In the world of high-profile Wall Street analysts, CNBC’s frenetic “Mad Money” host Jim Cramer has helped define a cottage TV industry of fast-talking personalities targeting consumer and business investors.
On CNBC’s “Squawk on the Street,” Cramer said Netflix should be removed from a basket of top-performing tech stocks, dubbed “FAANG” (Facebook, Amazon, Apple, Netflix and Google).
Speaking Oct. 3, Cramer said that with Netflix’s stock down 29% in 2019, compared to a 18% rise for Microsoft, the subscription streaming video pioneer’s status should be re-evaluated.
“We gotta get Netflix the hell out of FAANG,” Cramer said. “I tell you that right now.
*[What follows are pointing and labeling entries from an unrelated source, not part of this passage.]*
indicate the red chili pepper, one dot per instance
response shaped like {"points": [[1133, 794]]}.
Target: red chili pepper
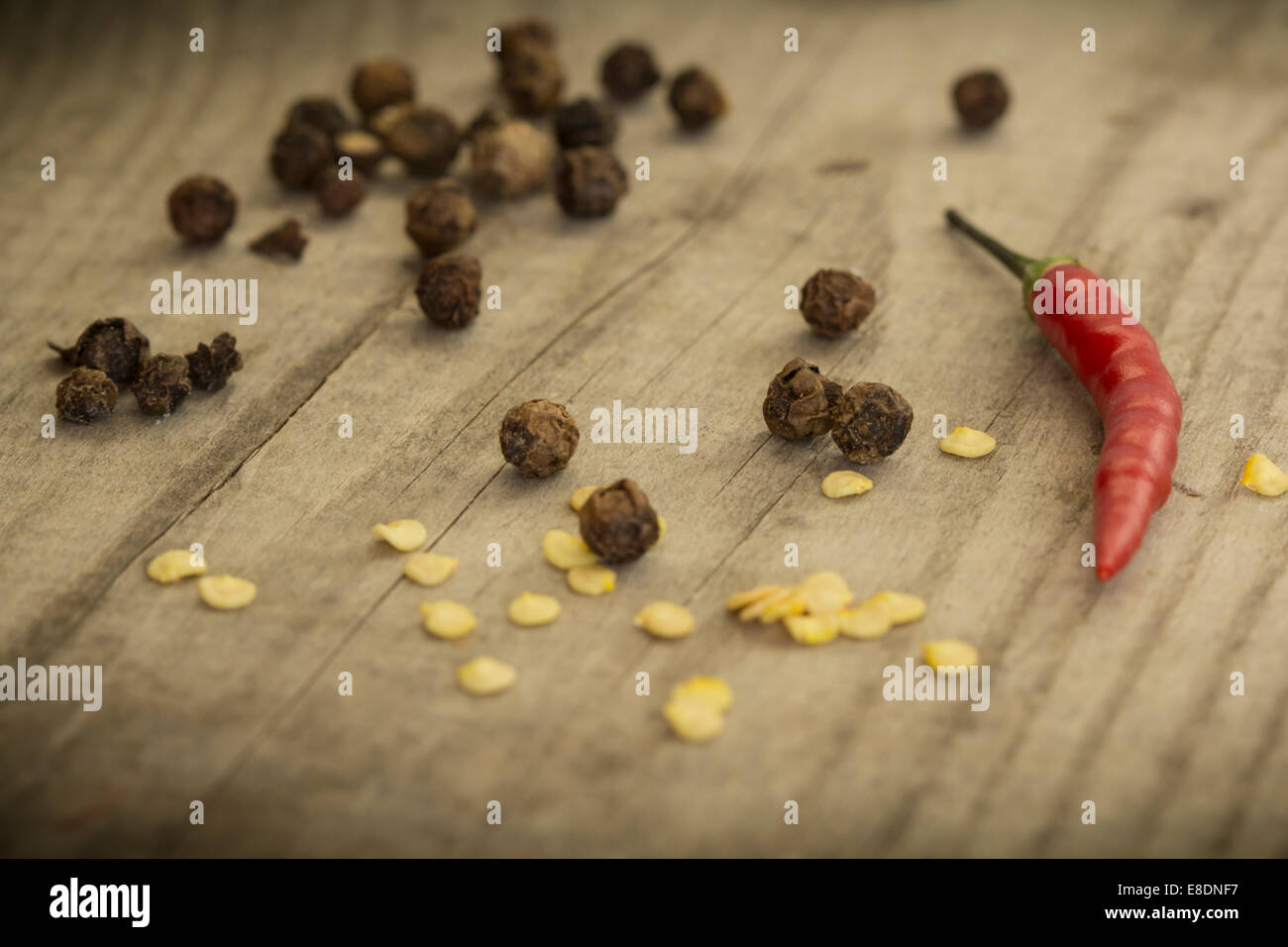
{"points": [[1120, 367]]}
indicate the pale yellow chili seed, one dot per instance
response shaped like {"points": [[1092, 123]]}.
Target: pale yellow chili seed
{"points": [[484, 677], [446, 618], [565, 551], [403, 535], [226, 592], [845, 483], [591, 579], [967, 442], [665, 620], [429, 569], [1261, 475], [174, 565], [531, 609]]}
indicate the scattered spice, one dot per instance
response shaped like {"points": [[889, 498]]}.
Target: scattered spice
{"points": [[589, 180], [585, 121], [870, 423], [799, 402], [300, 154], [449, 290], [380, 82], [980, 98], [162, 384], [425, 140], [85, 395], [439, 215], [111, 346], [629, 71], [340, 196], [617, 522], [539, 437], [202, 209], [210, 367], [835, 302], [697, 99], [284, 240], [510, 159]]}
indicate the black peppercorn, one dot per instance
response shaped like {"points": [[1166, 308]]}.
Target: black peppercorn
{"points": [[210, 367], [539, 437], [835, 302], [697, 99], [629, 71], [589, 180], [439, 217], [162, 384], [510, 159], [284, 240], [980, 98], [800, 401], [585, 121], [870, 421], [617, 522], [202, 209], [449, 290], [111, 346], [339, 197], [85, 395], [300, 153], [532, 77], [425, 141], [380, 82]]}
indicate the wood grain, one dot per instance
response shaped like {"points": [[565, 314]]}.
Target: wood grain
{"points": [[1115, 693]]}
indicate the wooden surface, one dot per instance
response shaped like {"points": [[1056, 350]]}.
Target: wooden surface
{"points": [[1115, 693]]}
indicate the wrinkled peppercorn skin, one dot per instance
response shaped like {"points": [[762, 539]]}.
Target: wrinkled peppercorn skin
{"points": [[115, 347], [870, 421], [439, 215], [589, 180], [835, 302], [697, 99], [980, 99], [629, 71], [162, 384], [85, 395], [210, 367], [539, 437], [617, 522], [201, 209], [449, 290], [800, 401]]}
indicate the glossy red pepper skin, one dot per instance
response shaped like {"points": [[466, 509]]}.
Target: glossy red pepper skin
{"points": [[1138, 406]]}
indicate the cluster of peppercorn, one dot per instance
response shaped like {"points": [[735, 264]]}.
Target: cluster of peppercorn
{"points": [[114, 354]]}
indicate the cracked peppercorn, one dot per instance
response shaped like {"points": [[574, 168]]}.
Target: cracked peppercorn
{"points": [[201, 209], [85, 395], [380, 82], [539, 437], [162, 384], [510, 159], [585, 121], [111, 346], [697, 99], [835, 302], [449, 290], [629, 71], [800, 401], [210, 367], [439, 217], [617, 522], [870, 421], [980, 98], [589, 180]]}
I don’t know how to do it.”
Cramer contends Microsoft should replace Netflix (and apparently Google too), thus rendering the tech group “FAAM.”
Tough love from an analyst who just five months ago penned an article in high praise of the streamer and co-founder/CEO Reed Hastings.
“Netflix is about something to talk about Monday morning,” he wrote in April. “It’s about not feeling like a stooge when everyone watched Bird Box. You can’t be a stooge! In other words, as ethereal as it sounds, Reed Hastings is right when he says ‘the real metric is can we keep our members happy.'”
Apparently keeping subscribers and investor happy can be mutually exclusive. That’s because investors care not so much about subscriber happiness, but rather subscriber growth, according to Cramer.
And Netflix laid an egg of sorts during the last fiscal period when it failed to meet sub growth projections worldwide — including losing domestic subs for the first time in more than five years.
“I’m not a Netflix fan, here,” Cramer said, alluding to the pending arrival of SVOD competition from Disney, Apple, AT&T and Comcast — the latter parent to NBC Universal’s CNBC network.
“There’s too many competitors,” he said.
Netflix reports third-quarter (ended Sept. 30) financials on Oct. 16.